By Dan Orenstein

Here is a thought-provoking statement about the HIPAA privacy and security rules: These rules were required by the 1996 legislation to support the exchange of health information. They were intended to provide limits and protections on the exchange of information, and were not added after the fact as a reaction against free information exchange.

Radical notion? Not really. The HIPAA transaction provisions were aimed at enabling health information exchange, and the privacy and security rules were designed to support that goal.

Here are a couple of observations about what has changed in the nearly 20 years since HIPAA was enacted:

Rather than enabling information exchange, many in health care perceive the HIPAA privacy and security rules as barriers to the free flow of health information.

Technology Health

Technology has changed dramatically; 1996, when the rules were created, occurred before the modern Internet took root in our every day lives. Additionally, social networks, the cloud, and mobile computing computing platforms did not exist. The world of today, technologically speaking, barely resembles the world of 1996. HIPAA, however, has not changed.

So perhaps it makes sense to revisit the HIPAA rules, to make sure that the privacy and security protections are optimized for today’s technology, with the goal of protecting individuals as well as enabling information exchange.

Yes, HIPAA does enable a wide range of disclosures through the Treatment, Payment, and Health Care Operations permissions. But there are numerous cases in which the HIPAA provisions are not clear. For example:

In her Health Leadership Forum, Amy Abernethy, MD, points out that only three percent of cancer patients have an opportunity to enroll in clinical trials, and that this low rate is due in part to the difficulty in searching for information on eligible participants due to the lack of clarity in the HIPAA privacy rule with regard to accessing relevant anonymized health data.

A rapidly growing area of the health care economy involves both provider and other organizations that can assist providers in outcomes evaluation, developing clinical guidelines, patient safety activities, and population-based activities to improve health or reduce health care costs. It is not clear whether HIPAA-covered entities may participate in multi-party arrangements to perform these activities, much less whether non-covered entity organizations may access the information required to facilitate these activities.

While it may be implied in Treatment or Health Care Operations that, absent a national patient identifier, patient databases can be queried to match patients to enable the exchange of treatment information or information to facilitate payment or operations across organizations, HIPAA does not clearly provide for this.

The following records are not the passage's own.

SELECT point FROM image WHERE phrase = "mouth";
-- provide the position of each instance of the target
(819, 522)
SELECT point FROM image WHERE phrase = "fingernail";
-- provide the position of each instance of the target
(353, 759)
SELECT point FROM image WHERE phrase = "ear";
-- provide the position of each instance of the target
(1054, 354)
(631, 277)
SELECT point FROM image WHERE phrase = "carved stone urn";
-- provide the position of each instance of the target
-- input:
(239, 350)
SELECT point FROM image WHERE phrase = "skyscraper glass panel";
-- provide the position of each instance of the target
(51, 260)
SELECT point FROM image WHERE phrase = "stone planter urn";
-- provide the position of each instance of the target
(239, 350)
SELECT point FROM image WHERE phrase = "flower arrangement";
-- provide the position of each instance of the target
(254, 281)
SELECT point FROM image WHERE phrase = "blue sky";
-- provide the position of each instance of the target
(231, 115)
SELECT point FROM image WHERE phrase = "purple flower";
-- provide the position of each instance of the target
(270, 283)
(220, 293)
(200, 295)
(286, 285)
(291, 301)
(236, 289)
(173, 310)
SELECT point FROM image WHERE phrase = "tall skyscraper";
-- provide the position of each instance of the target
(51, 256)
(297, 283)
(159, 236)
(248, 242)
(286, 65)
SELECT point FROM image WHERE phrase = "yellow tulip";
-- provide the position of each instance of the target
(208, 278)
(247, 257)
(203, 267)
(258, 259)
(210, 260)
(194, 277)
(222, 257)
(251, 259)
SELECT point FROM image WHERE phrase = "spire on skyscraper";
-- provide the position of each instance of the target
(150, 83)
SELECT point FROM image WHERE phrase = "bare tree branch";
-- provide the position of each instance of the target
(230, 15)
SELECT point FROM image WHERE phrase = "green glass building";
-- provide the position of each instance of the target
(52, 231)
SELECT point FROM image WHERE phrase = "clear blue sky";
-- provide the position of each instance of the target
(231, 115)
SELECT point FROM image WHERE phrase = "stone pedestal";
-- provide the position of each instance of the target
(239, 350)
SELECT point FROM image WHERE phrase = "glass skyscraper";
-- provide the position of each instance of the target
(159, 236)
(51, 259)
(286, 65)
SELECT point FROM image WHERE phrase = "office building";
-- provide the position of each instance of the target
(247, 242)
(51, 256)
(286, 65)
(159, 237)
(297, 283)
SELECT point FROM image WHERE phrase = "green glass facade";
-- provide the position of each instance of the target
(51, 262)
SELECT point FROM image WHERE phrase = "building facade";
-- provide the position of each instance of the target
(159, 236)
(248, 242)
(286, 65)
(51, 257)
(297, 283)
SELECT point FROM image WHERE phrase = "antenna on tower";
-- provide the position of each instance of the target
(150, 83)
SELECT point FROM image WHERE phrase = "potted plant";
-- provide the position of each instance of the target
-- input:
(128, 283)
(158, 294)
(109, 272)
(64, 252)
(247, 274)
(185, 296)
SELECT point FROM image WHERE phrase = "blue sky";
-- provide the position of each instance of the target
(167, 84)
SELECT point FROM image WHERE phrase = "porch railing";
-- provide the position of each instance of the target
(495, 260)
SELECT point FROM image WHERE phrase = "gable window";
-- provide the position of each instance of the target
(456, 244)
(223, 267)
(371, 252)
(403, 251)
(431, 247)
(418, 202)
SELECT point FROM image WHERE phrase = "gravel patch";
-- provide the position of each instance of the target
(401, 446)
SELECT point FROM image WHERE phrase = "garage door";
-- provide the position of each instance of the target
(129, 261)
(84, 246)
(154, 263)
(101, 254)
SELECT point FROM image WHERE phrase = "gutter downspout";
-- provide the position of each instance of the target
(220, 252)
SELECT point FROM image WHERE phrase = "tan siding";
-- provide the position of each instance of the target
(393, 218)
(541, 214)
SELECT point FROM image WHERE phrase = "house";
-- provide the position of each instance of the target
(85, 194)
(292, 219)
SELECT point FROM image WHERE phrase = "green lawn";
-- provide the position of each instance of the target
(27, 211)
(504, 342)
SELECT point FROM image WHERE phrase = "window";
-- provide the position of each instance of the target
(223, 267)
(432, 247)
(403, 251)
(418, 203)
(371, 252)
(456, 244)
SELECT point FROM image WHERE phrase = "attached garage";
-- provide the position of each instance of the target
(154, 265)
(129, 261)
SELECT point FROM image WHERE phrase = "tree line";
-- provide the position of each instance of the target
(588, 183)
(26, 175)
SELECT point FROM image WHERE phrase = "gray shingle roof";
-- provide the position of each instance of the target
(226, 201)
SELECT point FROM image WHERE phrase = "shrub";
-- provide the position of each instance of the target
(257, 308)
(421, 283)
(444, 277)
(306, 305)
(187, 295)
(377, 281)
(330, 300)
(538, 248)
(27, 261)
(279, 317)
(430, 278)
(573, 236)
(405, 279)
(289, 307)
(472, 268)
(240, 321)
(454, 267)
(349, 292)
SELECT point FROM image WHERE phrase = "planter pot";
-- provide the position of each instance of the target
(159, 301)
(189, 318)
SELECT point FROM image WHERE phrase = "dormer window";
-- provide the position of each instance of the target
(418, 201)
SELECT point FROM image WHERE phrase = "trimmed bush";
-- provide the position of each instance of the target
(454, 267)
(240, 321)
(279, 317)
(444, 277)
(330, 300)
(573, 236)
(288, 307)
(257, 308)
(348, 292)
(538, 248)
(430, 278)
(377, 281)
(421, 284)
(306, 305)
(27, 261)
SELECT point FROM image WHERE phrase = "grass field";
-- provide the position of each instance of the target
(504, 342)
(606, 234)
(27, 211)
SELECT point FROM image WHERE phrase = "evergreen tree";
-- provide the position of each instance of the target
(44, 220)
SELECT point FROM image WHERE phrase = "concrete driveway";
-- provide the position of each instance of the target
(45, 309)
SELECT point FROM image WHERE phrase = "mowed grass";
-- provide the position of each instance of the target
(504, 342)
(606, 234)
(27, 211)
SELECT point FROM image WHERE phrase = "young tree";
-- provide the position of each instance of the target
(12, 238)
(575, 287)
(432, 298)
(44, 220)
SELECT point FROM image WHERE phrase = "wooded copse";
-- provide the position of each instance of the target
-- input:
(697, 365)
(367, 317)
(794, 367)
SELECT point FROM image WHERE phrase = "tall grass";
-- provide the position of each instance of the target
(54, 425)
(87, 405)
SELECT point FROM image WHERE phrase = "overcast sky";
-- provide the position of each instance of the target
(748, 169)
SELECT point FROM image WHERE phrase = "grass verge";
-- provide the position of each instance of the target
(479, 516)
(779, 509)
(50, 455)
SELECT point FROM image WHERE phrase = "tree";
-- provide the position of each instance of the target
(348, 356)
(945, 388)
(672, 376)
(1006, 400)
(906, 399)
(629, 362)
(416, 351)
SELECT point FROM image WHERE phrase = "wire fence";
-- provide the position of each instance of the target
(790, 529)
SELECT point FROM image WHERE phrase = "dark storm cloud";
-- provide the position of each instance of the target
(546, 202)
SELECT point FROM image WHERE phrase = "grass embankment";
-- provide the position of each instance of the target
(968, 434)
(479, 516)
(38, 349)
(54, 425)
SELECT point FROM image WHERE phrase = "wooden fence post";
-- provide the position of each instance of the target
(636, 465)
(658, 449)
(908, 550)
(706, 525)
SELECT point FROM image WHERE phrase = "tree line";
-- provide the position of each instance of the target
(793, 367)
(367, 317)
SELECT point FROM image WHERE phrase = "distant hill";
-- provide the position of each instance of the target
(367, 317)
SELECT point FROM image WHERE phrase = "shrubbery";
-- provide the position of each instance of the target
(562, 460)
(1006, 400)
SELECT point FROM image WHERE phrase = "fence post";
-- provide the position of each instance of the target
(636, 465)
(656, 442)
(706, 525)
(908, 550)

HIPAA limits patient control over their information to consents and written authorizations that apply in only limited circumstances and usually to one organization. HIPAA recognizes no mechanism that would give patients broad consent and control capabilities across the care delivery continuum.

In the absence of clear pathways to enable what many would consider to be fundamental to enabling health information exchange, lawyers have been more than happy to step in to provide cumbersome, customized multi-party written arrangements. Do the lawyers for health care organizations negotiating these contractual fixes represent patient interests?
I can’t imagine many would answer that this is the best way to empower patients. And applying these custom fixes is not even close to scalable or sustainable at a level that would support modern health information exchange.

We are failing to seize a tremendous opportunity for patient empowerment and engagement that lies right in front of us. A clear HIPAA pathway could enable patient consent and preferences to be administered centrally by qualified organizations that help coordinate health information exchange. This would eliminate a lot of waste and confusion while giving patients a much higher-level of visibility into, and control over, how their information is used and where it goes than HIPAA currently allows.

HIPAA privacy is often considered the “third rail” of health policy. Don’t even think about touching it. But this notion has gone too far when we fail to collectively take advantage of clearer pathways for use and disclosure of health information that could both empower and better protect patients as well as improve health information availability and the quality of care.

Dan Orenstein has served as athenahealth’s senior vice president and general counsel since 2010.